In the Netherlands, the country’s railways suffered from punctuality problems, particularly on the high speed lines, due to infrastructure problems and staff shortages. International rail travel from the country grew in popularity once again, up 15 per cent on the previous year. Operator NS said this is because of “a growing desire to travel more sustainably”. Intercity New Generation trains were approved for use in October and have now begun operating on The Hague-Eindhoven and Amsterdam-Rotterdam routes.

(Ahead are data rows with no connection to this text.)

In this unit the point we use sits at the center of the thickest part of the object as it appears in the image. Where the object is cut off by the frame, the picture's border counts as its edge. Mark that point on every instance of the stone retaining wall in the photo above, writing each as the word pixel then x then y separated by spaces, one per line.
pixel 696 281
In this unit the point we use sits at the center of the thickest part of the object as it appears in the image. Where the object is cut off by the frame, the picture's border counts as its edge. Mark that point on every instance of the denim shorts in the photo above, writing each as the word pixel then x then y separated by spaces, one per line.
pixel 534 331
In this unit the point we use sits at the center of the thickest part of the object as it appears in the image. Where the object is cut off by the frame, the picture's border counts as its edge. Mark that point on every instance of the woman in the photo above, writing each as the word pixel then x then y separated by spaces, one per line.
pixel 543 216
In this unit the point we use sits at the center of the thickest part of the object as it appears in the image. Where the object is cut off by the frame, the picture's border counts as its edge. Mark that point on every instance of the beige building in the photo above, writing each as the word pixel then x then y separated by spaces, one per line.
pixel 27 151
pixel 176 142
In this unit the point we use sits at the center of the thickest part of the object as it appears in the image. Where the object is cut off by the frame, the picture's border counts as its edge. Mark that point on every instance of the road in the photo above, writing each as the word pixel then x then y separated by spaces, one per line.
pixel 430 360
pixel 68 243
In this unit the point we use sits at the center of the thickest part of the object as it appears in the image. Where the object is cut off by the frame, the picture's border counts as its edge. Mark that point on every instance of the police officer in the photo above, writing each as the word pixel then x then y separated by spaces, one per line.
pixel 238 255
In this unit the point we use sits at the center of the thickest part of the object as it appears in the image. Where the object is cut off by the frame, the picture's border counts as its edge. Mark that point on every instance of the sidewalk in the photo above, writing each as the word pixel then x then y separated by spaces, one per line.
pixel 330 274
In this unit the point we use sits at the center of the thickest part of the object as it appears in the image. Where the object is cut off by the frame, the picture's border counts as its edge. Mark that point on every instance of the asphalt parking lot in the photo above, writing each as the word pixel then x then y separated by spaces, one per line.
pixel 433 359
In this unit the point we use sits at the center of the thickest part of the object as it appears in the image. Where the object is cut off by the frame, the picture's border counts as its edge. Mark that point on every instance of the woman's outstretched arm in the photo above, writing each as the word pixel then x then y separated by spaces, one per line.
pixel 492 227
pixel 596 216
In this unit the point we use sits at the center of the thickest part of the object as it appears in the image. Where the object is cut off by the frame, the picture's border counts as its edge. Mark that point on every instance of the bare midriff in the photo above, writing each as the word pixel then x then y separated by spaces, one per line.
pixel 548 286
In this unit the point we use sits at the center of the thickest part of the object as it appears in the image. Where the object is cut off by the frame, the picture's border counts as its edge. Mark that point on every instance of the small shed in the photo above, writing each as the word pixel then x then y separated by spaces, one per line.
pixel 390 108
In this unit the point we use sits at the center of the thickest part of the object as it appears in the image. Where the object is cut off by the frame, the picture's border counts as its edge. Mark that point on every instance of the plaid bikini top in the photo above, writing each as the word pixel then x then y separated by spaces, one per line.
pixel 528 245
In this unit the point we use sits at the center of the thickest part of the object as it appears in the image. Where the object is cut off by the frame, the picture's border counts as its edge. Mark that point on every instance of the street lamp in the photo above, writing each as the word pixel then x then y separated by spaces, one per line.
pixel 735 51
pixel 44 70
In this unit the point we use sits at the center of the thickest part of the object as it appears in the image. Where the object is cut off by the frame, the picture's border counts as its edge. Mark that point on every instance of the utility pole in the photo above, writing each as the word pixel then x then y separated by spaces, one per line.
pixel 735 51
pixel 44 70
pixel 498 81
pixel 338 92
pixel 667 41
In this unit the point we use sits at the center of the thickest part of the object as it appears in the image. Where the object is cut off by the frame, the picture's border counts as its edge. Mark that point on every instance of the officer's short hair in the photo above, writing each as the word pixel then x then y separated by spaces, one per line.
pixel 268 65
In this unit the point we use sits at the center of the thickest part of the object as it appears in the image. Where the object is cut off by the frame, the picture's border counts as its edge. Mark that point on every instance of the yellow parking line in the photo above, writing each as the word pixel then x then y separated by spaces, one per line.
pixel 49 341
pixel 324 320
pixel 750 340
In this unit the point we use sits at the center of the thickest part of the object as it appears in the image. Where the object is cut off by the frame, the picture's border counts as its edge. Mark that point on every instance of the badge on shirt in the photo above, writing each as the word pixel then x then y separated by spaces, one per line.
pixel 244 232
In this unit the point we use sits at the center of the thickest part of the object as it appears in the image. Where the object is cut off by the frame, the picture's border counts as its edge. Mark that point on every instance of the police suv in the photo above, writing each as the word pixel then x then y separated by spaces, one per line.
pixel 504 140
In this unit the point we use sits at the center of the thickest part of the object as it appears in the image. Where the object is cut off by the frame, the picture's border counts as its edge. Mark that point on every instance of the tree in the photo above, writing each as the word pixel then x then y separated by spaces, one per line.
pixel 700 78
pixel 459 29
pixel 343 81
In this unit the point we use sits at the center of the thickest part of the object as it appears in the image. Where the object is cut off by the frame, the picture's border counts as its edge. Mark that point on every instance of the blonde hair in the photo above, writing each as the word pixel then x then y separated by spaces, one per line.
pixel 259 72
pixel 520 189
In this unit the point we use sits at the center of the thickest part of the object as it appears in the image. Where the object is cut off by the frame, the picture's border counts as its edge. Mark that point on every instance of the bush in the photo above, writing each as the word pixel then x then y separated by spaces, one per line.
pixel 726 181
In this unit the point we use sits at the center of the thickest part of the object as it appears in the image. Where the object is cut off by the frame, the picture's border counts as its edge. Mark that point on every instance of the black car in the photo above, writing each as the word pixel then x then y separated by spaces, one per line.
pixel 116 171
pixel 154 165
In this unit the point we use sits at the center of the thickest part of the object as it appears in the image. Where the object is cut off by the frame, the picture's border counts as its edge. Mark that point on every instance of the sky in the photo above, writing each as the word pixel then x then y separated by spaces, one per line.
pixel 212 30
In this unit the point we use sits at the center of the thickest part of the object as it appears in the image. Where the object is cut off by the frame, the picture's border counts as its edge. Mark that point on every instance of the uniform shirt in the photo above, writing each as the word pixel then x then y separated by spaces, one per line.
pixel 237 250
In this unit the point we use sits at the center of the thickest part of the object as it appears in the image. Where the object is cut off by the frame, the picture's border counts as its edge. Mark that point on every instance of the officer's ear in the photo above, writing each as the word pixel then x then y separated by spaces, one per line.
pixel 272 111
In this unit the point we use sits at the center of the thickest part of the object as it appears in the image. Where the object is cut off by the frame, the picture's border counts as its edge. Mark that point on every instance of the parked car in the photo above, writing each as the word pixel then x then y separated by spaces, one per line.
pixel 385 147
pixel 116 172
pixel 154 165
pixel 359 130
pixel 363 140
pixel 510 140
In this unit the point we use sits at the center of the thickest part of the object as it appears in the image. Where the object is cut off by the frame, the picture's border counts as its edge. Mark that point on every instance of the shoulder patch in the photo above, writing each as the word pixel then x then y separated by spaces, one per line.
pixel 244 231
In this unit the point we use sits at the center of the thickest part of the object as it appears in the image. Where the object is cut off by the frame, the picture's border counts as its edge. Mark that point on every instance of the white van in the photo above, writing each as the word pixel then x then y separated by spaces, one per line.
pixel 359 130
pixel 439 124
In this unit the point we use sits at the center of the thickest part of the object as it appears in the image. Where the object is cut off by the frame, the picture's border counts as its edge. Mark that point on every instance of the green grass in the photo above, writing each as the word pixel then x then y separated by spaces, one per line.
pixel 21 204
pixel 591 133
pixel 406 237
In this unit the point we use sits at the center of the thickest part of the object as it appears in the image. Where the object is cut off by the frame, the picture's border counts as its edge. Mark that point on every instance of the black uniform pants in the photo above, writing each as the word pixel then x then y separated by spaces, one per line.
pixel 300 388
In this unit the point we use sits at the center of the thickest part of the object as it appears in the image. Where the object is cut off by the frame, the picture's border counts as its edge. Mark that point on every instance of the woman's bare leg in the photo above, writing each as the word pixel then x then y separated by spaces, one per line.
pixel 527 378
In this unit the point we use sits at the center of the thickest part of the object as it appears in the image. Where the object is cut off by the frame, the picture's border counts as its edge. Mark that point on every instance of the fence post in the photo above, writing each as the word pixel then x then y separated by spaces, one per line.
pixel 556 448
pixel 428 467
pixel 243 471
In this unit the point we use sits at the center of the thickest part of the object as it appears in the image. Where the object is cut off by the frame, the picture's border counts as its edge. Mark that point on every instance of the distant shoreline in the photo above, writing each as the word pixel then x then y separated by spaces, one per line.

The recovery in business travel came in spite of a sluggish economy in the Netherlands in particular. The Dutch economy slowed down markedly in 2023, showing growth of just 0.1 per cent. This was due to a downturn in global trade, particularly with important economic partner Germany, and the European Central Bank’s monetary policy, which is being used to fight high inflation.
Things are looking up in 2024 though with the International Monetary Fund forecasting GDP growth of 0.6 per cent and rising further to 1.5 per cent.
Belgium, meanwhile, enjoyed GDP growth of 1.4 per cent in 2023, driven by a rebound in corporate investment and strong private consumption. The IMF predicts similar figures in the next two years.
Frank Oostdam, director of the Dutch travel association ANVR, said, “Further growth is expected after the good result achieved in 2023. Companies and organisations see the absolute necessity to allow their employees to travel and are very aware of the impact on the environment. More and more companies and organisations are already taking this into account in their travel policy, and are combining this with a conscious travel policy and compensating for CO2 emissions. A large part of business travel cannot be replaced by forms of virtual meetings.”